The 7-Circuit Classical Labyrinth is one of the oldest and most common patterns-- a tablet from Pylos, Greece has been dated to 1200 BCE. The greatest number of surviving walkable labyrinths can be found in Sweden, where hundreds created with field stones line the coast of the Baltic Sea. Woven into baskets in the American Southwest, the Man in the Maze reflects the Classical Labyrinth and Cretan coins from 400 BCE also featured design variations.
Other historic designs include the Baltic Wheel (with a separate entrance and exit), the Chakravyuha (with a spiral center), Roman Labyrinths (often square shaped), and English Turf Mazes (the largest surviving design located at Saffron Walden). Contemporary labyrinths draw upon old forms, exploring variations or experimenting with new patterns to reflect modern themes and settings. Labyrinths can be as short as 3-Circuits or as long as 15-Circuits or more. Portable labyrinths can be offered on canvas for walking or paper for tracing by finger.

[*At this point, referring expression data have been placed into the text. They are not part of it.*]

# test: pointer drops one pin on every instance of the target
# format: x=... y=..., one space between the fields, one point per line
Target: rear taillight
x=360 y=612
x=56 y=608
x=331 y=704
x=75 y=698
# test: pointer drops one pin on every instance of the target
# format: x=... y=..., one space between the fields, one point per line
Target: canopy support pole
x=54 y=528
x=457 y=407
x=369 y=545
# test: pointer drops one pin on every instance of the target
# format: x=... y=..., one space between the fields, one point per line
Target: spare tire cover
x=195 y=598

The history of labyrinths is both mystical and mysterious. Mythologically, labyrinths refer to networks of perplexing passageways popularized by the tale of Theseus and the Minotaur. Today, for greater clarity, labyrinths are defined as having a single pathway that meanders toward a center. Unlike a maze, there are no dead ends, and instead of walls, the path of the labyrinth is laid out flat on the ground with the design and destination in full view from the entrance.

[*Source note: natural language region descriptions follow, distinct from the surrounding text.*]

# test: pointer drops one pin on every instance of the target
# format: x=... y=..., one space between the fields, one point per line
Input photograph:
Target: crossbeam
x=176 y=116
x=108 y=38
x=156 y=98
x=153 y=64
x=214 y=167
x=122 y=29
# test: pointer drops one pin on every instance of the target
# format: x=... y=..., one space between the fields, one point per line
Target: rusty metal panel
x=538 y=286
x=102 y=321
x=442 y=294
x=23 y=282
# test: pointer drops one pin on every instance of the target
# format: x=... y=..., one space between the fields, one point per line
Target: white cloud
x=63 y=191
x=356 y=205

The 11-Circuit Medieval Labyrinth at the Chartres Cathedral in France is a widely replicated pattern. In 1201 AD the labyrinth was inlaid in the stone floor of the nave following the principles of sacred geometry with a symbolic center rosette and perimeter lunations. Lauren Artress brought this design to Grace Cathedral in 1994 and it is now permanently installed in stone both indoors and out, inspiring thousands of others to build labyrinths of their own.